Ihre Augen jedoch waren gerötet, und er wusste, dass sie das ärgern würde, wenn
sie später in den Spiegel sah.
    »Schaut Owen sich ein Zuchtschaf an?«, erkundigte sich Mike, um das
Gespräch in unverfänglichere Bahnen zu lenken.
    »Owen …«, begann sie und presste die Lippen zusammen. Mike wusste,
dass Anna niemals unfreundlich über ihren Mann sprechen würde. Eine andere Frau
hätte vielleicht die Gelegenheit ergriffen, um sich über mangelnde
Aufmerksamkeit, fehlendes Verständnis und ein allgemeines Desinteresse ihres
Mannes an ihren Gefühlen zu beklagen. Nicht Anna.
    »Er muss jetzt bald nach Hause kommen«, sagte sie.
    Mike, der erkannte, dass es eine Warnung war, nickte. Er stand auf,
trank noch einen letzten Schluck und stellte das Glas weg. »Ich gehe jetzt
besser.«
    Mit einer so schnellen Bewegung, dass Mike sie kaum wahrnahm, legte
sie ihre Hand auf die seine.
    Mike empfand diese erste Berührung nicht als elektrisierend,
vielmehr als ein Fließen, das sich in seinem ganzen Körper ausbreitete.
    Er blickte auf ihrer beider Hände, die auf dem Tisch
übereinanderlagen. Er wusste, dass die Geste keine Aufforderung war. Sie war
eine Aussage, auch wenn er nicht recht sicher war, was sie ausdrückte.
    Er verspürte einen flüchtigen Druck, dann zog Anna ihre Hand weg.
»Sie haben so viel für uns getan«, sagte sie. Es klang wie ein Alibi.
    Er wartete, während Anna die Gläser zum Spülbecken trug. Er sah,
dass sie sie sorgfältig spülte, und er wusste, dass sie von Hand getrocknet und
in den Schrank zurückgestellt würden, sobald er gegangen war. Er hatte keine
Ahnung, was sie mit der angebrochenen Flasche Wein tun würde.
    »Viel Glück heute Abend.« Er zog seinen Mantel an.
    »Danke.«
    »Ich komme wieder mal vorbei.«
    Anna blickte durch die offene Tür zum Esstisch mit den wartenden
Häppchen. Als sie sich Mike wieder zuwandte, schien sie einen Entschluss
gefasst zu haben, der ihr wichtig war.
    »Ja«, sagte sie. »Das hoffe ich.«

Ellen
    E inen Moment lang sieht dein Sohn dich
mit einem Blick an, der ganz nackt ist, mit einem Blick, den du bei ihm noch
nie gesehen hast, und dir wird eiskalt dabei.
    »Rob, was ist passiert?«, fragst du.
    Er schließt die Augen.

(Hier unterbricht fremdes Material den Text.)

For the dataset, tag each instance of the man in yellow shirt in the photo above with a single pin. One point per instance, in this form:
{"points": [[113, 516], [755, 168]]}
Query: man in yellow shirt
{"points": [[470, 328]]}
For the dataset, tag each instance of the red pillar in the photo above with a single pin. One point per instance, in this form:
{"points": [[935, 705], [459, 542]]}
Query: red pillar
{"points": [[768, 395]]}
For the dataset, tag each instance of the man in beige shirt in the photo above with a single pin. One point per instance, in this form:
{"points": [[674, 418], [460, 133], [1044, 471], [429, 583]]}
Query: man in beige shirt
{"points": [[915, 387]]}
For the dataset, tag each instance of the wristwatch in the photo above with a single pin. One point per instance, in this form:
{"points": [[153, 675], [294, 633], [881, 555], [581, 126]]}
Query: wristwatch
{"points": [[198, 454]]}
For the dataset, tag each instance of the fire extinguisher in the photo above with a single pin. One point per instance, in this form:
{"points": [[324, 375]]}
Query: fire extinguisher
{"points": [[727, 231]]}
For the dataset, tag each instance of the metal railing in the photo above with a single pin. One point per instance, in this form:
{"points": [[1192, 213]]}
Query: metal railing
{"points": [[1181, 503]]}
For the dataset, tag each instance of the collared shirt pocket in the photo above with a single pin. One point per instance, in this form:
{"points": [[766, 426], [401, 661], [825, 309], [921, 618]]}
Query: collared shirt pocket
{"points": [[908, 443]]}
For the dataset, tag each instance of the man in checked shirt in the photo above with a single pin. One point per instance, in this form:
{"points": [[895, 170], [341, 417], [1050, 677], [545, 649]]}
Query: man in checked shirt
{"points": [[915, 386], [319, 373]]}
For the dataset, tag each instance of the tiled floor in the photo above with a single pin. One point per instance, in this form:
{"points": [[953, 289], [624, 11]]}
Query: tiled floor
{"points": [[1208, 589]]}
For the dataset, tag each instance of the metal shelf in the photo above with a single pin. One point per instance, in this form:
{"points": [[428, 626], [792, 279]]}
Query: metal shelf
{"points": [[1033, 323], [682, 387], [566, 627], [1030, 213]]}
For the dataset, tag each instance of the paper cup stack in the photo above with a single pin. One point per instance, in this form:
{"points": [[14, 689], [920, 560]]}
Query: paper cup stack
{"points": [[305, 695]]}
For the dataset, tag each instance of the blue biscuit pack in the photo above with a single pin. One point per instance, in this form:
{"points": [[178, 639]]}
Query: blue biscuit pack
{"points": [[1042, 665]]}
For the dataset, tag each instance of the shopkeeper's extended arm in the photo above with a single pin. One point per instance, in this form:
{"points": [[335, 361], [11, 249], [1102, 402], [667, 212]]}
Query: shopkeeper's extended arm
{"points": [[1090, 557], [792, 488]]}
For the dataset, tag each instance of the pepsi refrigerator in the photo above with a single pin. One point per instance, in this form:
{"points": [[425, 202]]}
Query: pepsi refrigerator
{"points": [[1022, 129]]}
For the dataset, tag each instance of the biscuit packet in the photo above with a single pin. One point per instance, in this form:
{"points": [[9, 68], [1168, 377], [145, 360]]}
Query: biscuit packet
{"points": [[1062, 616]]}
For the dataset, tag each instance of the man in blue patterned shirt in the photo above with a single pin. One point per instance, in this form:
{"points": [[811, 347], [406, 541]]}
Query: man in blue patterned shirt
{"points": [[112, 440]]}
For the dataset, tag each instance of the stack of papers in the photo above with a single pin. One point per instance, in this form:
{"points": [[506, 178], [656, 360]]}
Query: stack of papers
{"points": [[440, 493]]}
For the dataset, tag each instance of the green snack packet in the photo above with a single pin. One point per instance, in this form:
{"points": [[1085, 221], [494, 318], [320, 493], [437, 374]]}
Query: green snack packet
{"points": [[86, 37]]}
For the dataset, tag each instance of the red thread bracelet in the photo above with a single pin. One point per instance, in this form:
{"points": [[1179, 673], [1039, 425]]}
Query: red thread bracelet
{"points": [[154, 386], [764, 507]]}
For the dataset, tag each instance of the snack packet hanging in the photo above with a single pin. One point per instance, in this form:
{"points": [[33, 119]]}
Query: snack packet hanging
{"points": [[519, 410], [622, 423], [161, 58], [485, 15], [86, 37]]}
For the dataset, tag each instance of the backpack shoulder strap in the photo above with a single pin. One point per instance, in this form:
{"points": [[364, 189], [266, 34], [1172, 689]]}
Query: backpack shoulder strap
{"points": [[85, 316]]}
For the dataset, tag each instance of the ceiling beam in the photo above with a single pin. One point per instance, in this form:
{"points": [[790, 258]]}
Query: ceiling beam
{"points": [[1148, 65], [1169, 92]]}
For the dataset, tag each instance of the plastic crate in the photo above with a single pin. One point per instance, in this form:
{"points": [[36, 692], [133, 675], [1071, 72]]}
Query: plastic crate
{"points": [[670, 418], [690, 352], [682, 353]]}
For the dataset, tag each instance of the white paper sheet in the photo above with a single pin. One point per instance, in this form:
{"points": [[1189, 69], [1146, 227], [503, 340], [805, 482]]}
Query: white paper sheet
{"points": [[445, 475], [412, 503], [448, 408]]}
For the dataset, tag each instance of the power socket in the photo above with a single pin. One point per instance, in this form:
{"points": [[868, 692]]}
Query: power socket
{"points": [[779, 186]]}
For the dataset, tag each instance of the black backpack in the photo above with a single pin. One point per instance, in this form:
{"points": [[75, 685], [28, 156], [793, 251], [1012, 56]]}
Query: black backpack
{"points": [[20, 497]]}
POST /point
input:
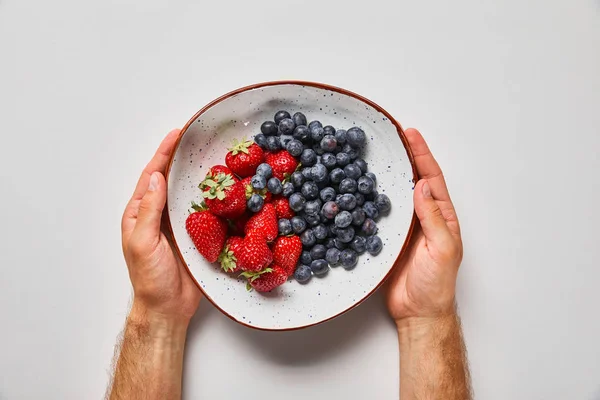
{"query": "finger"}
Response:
(430, 216)
(147, 226)
(158, 163)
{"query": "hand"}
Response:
(161, 284)
(423, 283)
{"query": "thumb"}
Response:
(151, 207)
(429, 214)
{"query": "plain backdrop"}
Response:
(506, 92)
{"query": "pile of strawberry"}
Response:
(225, 231)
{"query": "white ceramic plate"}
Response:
(204, 141)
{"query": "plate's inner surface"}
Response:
(292, 305)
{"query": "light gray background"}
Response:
(506, 92)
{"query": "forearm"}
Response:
(433, 362)
(151, 357)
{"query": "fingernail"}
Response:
(426, 190)
(153, 184)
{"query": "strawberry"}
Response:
(207, 231)
(282, 163)
(266, 280)
(244, 157)
(228, 258)
(217, 169)
(250, 190)
(286, 252)
(264, 222)
(282, 208)
(223, 195)
(254, 254)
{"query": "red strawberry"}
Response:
(244, 157)
(254, 254)
(264, 222)
(207, 231)
(266, 280)
(250, 190)
(282, 163)
(220, 169)
(228, 257)
(286, 252)
(282, 208)
(223, 195)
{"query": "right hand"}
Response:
(424, 281)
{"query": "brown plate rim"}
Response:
(299, 83)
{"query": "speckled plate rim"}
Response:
(324, 86)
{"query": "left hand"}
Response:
(161, 284)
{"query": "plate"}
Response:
(203, 142)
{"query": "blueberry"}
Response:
(337, 175)
(265, 170)
(317, 134)
(356, 137)
(273, 143)
(333, 256)
(374, 245)
(347, 201)
(371, 210)
(298, 224)
(308, 238)
(261, 140)
(342, 159)
(308, 158)
(365, 185)
(285, 226)
(255, 202)
(358, 244)
(343, 219)
(330, 210)
(348, 258)
(302, 133)
(310, 190)
(352, 171)
(329, 130)
(281, 115)
(294, 147)
(258, 182)
(288, 189)
(287, 126)
(319, 267)
(369, 227)
(345, 234)
(348, 185)
(296, 202)
(358, 216)
(303, 273)
(312, 207)
(372, 176)
(312, 219)
(328, 143)
(328, 160)
(340, 136)
(383, 203)
(352, 152)
(315, 124)
(319, 173)
(305, 257)
(327, 194)
(268, 128)
(299, 119)
(360, 199)
(320, 232)
(318, 251)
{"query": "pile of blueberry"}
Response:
(332, 192)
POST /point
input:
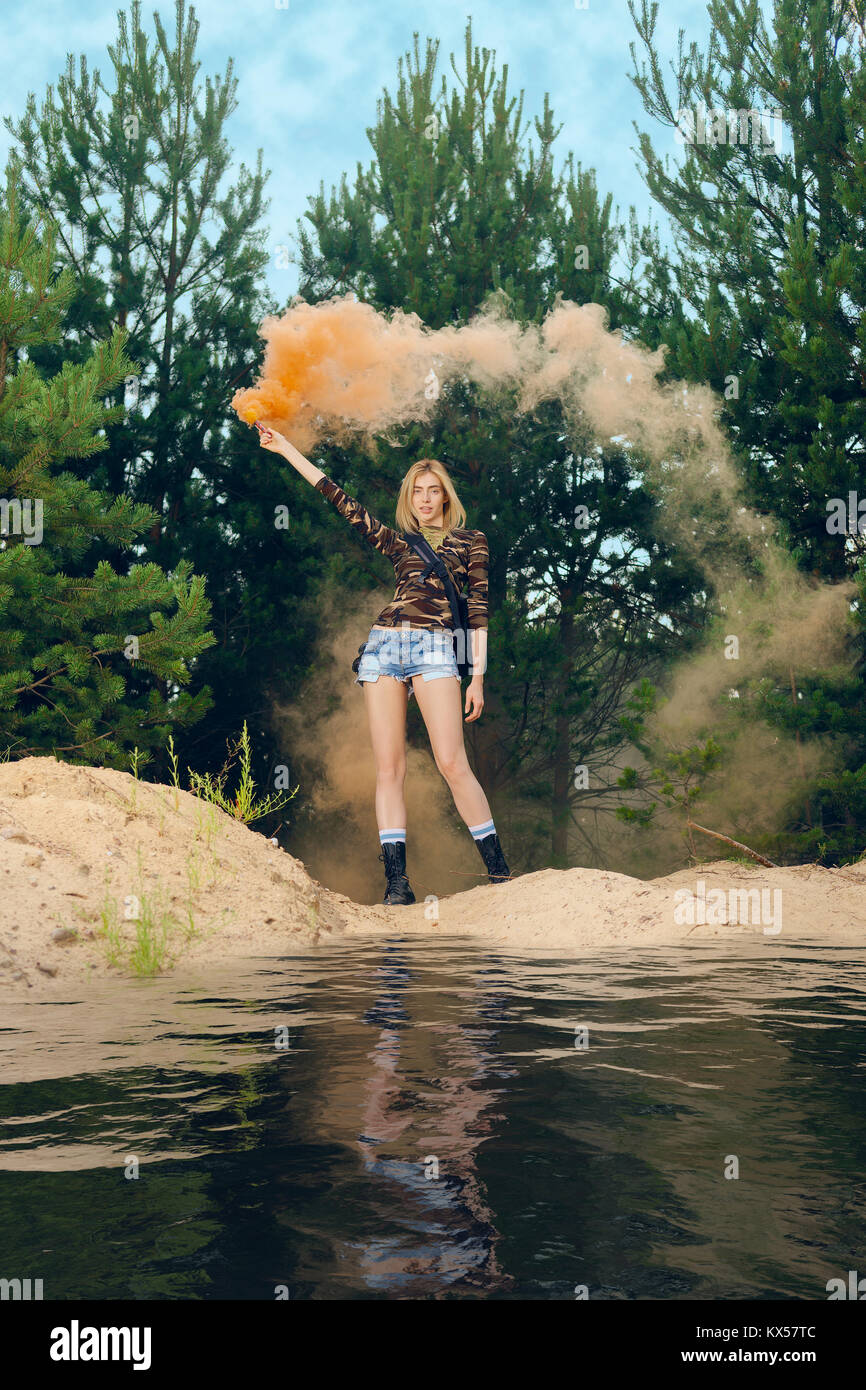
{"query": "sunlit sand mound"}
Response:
(102, 873)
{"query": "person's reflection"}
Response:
(426, 1104)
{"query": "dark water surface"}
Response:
(313, 1166)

Er wird dir auf deine Frage keine Antwort
geben.
    Hinter dir tritt der Schulleiter ins Zimmer. »Mrs. Leicht«, sagt er.

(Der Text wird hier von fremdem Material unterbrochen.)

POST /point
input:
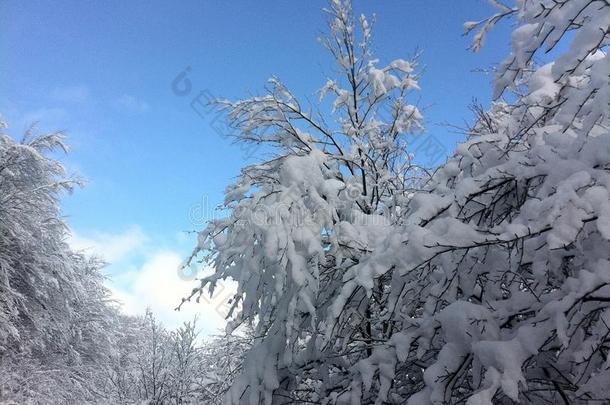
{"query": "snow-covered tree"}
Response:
(301, 219)
(489, 287)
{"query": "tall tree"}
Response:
(300, 220)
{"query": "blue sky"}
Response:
(154, 167)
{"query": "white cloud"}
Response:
(144, 276)
(111, 247)
(71, 94)
(158, 285)
(131, 104)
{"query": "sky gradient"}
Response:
(154, 168)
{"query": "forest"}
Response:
(362, 275)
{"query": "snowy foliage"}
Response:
(53, 309)
(491, 286)
(62, 339)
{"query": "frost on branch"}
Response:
(489, 287)
(301, 219)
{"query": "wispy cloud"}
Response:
(131, 104)
(158, 286)
(71, 94)
(111, 247)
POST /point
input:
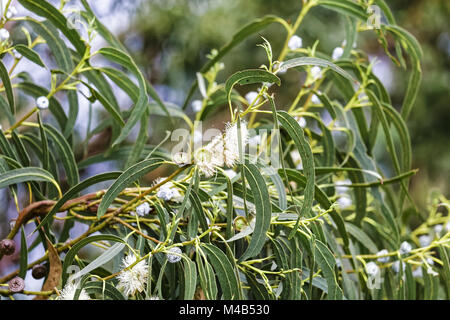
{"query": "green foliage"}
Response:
(227, 222)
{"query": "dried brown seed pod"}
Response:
(16, 285)
(39, 271)
(7, 247)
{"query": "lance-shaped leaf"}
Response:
(224, 271)
(76, 189)
(238, 37)
(296, 133)
(346, 7)
(312, 61)
(126, 178)
(25, 175)
(327, 262)
(4, 75)
(263, 210)
(70, 256)
(190, 279)
(248, 77)
(30, 54)
(46, 10)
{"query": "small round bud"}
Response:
(196, 105)
(12, 224)
(16, 54)
(176, 257)
(7, 247)
(181, 158)
(39, 271)
(16, 285)
(316, 72)
(405, 247)
(295, 42)
(143, 209)
(12, 11)
(4, 34)
(337, 53)
(372, 269)
(42, 103)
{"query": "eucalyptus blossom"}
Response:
(287, 178)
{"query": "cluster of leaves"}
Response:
(256, 234)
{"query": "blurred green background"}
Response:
(171, 39)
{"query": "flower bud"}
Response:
(7, 247)
(16, 285)
(42, 103)
(39, 271)
(176, 257)
(4, 34)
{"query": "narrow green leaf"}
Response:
(126, 178)
(224, 271)
(23, 254)
(190, 279)
(263, 211)
(70, 256)
(296, 133)
(77, 189)
(30, 54)
(327, 263)
(312, 61)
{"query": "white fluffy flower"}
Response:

Du drehst dich herum, und der Mann schreckt irgendwie zusammen, als er dein
Gesicht sieht. Du hast keine Ahnung, was er darin sieht.
    Du bist dem Schulleiter mehrmals begegnet. Bei jeder Begegnung habt
ihr über Rob gesprochen. Du hast Komplimente entgegengenommen. Ihr habt über
das Team oder über das Schuljahr geredet. Du hast vielleicht ein halbes Dutzend
Gespräche mit dem Mann geführt, eins wie das andere.

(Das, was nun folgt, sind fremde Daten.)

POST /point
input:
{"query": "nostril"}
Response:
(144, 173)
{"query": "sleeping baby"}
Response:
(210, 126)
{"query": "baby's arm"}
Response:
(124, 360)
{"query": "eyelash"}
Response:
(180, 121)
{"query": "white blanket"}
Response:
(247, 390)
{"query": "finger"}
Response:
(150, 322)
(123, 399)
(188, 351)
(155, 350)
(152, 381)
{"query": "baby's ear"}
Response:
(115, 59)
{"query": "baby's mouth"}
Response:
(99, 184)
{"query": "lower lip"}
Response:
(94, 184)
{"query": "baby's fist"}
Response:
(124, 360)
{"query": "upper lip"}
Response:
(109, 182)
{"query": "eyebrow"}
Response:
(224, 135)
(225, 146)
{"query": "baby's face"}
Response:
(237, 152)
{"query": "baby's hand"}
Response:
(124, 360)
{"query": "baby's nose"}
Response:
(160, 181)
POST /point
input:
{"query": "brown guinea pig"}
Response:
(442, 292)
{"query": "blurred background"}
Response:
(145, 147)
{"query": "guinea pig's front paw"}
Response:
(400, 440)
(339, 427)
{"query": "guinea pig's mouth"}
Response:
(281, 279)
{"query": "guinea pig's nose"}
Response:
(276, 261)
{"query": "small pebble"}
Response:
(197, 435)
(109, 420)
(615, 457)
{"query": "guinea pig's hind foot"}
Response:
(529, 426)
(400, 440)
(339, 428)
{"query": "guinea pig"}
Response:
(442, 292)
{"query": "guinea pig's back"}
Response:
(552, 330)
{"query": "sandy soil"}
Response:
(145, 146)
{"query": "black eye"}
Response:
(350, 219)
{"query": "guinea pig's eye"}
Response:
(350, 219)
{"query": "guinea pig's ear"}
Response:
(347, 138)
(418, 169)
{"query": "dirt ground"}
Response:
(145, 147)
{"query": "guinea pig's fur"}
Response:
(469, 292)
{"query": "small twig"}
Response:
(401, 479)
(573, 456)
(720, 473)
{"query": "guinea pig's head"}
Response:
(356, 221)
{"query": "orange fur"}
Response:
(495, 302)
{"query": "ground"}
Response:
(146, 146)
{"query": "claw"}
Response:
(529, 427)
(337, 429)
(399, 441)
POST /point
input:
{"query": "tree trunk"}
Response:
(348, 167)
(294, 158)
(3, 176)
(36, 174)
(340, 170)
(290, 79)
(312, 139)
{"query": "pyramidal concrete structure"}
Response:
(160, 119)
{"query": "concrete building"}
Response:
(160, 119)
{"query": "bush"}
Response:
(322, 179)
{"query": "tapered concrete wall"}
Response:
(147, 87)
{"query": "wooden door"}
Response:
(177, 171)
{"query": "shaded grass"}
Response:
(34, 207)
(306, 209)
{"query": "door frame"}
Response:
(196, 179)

    »Rob, ich würde gern mit Ihrer Mutter allein sprechen«, sagt der
Schulleiter. »Sie können hier warten. Wir gehen in mein Büro.«
    Dein Sohn ist froh, dass du verschwindest. Er will nicht mit dir in
einem Raum sein. Du kannst es deutlich spüren.
    Du folgst dem Schulleiter in sein Zimmer. Er setzt sich hinter
seinen Schreibtisch, und du begreifst, dass du in dem Sessel vor dem
Schreibtisch Platz nehmen sollst. Dir ist vorher nie aufgefallen, wie blau die
Augen des Mannes sind. Er ist schmächtig, und auch das überrascht dich; bei den
früheren Zusammentreffen wirkte er größer. Er trägt eine Brille, und im schräg
einfallenden Tageslicht ist zu erkennen, dass die Gläser schmutzig sind. Du
fragst dich, warum du diese Details ausgerechnet jetzt bemerkst – jetzt, da du
so viel anderes im Kopf hast.
    »Danke, dass Sie gekommen sind«, sagt er.